Eine Psychotherapie ist da begleitend sehr hilfreich.
Und mit dem Annehmen der Gefühle des kleinen Ich-Kindes, wächst es.
Was die Eltern nie für uns taten, wir können es selber tun.
Ich weiß noch, wie ich mit Anfang 40 - nach einer gescheiterten Ehe und mit halberwachsenen Kids - abends im Bett lag und dieses hilfsbedürftige Kind in mir spürte. Ein Teil meines Ich's.

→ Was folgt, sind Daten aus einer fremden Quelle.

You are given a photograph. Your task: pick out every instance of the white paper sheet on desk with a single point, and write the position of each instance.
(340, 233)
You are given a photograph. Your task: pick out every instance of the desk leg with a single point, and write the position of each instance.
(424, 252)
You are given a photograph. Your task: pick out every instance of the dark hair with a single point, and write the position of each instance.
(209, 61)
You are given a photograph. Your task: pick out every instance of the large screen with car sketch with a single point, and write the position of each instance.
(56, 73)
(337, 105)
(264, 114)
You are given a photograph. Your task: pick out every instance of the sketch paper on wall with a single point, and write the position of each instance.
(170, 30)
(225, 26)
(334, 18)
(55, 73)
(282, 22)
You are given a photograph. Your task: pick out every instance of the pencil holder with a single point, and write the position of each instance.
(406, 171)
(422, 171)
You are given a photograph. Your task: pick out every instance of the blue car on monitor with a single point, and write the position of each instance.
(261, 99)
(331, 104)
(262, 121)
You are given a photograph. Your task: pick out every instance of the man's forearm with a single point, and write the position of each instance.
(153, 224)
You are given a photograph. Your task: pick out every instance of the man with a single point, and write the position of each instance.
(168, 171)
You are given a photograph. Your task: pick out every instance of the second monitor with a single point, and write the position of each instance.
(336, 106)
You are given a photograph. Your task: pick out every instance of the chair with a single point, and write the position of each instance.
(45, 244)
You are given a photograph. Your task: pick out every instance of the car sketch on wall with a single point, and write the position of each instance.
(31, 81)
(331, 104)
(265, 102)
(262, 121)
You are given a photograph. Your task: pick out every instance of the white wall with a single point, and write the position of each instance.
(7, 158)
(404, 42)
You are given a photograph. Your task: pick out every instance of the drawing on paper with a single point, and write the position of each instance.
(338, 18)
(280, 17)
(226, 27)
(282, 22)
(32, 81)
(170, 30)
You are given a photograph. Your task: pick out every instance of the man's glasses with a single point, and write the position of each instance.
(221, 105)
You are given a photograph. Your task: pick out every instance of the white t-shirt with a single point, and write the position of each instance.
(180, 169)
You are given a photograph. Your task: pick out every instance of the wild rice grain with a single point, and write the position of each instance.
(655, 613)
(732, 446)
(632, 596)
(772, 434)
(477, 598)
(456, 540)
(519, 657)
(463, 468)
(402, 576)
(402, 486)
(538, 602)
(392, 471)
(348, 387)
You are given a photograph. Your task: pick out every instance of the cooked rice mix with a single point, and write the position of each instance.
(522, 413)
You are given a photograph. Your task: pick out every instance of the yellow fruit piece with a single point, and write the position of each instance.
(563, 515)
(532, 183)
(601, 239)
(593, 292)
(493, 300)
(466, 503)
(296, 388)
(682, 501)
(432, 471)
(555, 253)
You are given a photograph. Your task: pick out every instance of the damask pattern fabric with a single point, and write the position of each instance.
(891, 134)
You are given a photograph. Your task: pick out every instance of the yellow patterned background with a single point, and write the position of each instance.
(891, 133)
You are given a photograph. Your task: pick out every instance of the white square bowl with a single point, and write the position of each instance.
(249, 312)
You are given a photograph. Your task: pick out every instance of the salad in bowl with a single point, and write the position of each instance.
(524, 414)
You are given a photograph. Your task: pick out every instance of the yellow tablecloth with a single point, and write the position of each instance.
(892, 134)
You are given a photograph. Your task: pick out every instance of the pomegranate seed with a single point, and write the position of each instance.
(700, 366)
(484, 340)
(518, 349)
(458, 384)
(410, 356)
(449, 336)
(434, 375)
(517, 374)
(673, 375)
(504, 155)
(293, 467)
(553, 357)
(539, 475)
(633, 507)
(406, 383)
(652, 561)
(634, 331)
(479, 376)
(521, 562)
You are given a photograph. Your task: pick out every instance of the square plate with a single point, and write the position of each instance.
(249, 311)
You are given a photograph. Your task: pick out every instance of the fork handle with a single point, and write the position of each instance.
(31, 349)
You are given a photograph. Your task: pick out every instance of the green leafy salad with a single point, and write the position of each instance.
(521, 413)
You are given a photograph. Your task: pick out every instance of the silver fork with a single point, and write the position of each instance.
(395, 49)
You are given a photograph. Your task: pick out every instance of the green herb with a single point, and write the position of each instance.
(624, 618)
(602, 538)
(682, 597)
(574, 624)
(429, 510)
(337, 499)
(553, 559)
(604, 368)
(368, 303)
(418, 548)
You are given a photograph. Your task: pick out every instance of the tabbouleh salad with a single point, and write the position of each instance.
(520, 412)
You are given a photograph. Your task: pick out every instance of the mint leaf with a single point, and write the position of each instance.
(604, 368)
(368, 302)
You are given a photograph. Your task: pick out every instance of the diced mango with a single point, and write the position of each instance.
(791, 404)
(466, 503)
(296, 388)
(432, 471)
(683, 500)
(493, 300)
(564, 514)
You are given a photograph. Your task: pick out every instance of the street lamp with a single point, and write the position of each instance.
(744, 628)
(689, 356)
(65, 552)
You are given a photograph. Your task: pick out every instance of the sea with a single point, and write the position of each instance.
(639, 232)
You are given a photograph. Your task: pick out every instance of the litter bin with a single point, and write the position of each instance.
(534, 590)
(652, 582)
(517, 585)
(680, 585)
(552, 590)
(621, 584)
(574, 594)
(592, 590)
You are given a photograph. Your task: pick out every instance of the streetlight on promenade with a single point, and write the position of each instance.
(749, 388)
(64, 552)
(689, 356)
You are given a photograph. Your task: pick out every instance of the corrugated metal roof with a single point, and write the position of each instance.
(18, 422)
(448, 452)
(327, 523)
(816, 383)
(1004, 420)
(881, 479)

Dann nimmt man dieses Kind in sich, selbst gedanklich in den Arm und tröstet es. "Ach, liebe, kleine Geli, brauchst keine Angst zu haben! Ich kümmer' mich schon um dich! Ruh dich hier an meiner Schulter aus. So eingekuschelt kannst du schlafen!"
- Und das Kind wächst!
Und irgendwann ist das innere Kind groß und erwachsen und kann die alte, zänkische, schuldbesessene Mutter, die überhaupt nixens von inneren Kindern weiß, an seiner Schulter bergen und sagen: "Sorge dich nicht. Du bist geborgen, Mutter!"
Morgen wird meine Mutter 86. Ich habe sie heute zu mir geholt. Sie schläft jetzt auf der Couch im Paul-Kinder-Zimmer.
Morgen machen wir eine Sause in die Dortmunder Innenstadt, damit sich Mama mal ein Sommerkleid kaufen kann. Und zwar mit Rollstuhl, den sie bisher immer meiden wollte. Aber das habe ich mir erbeten, denn laufen kann sie nicht mehr.
Ich freue mich darauf, der morgige Tag ist mein Geburtstagsgeschenk an sie.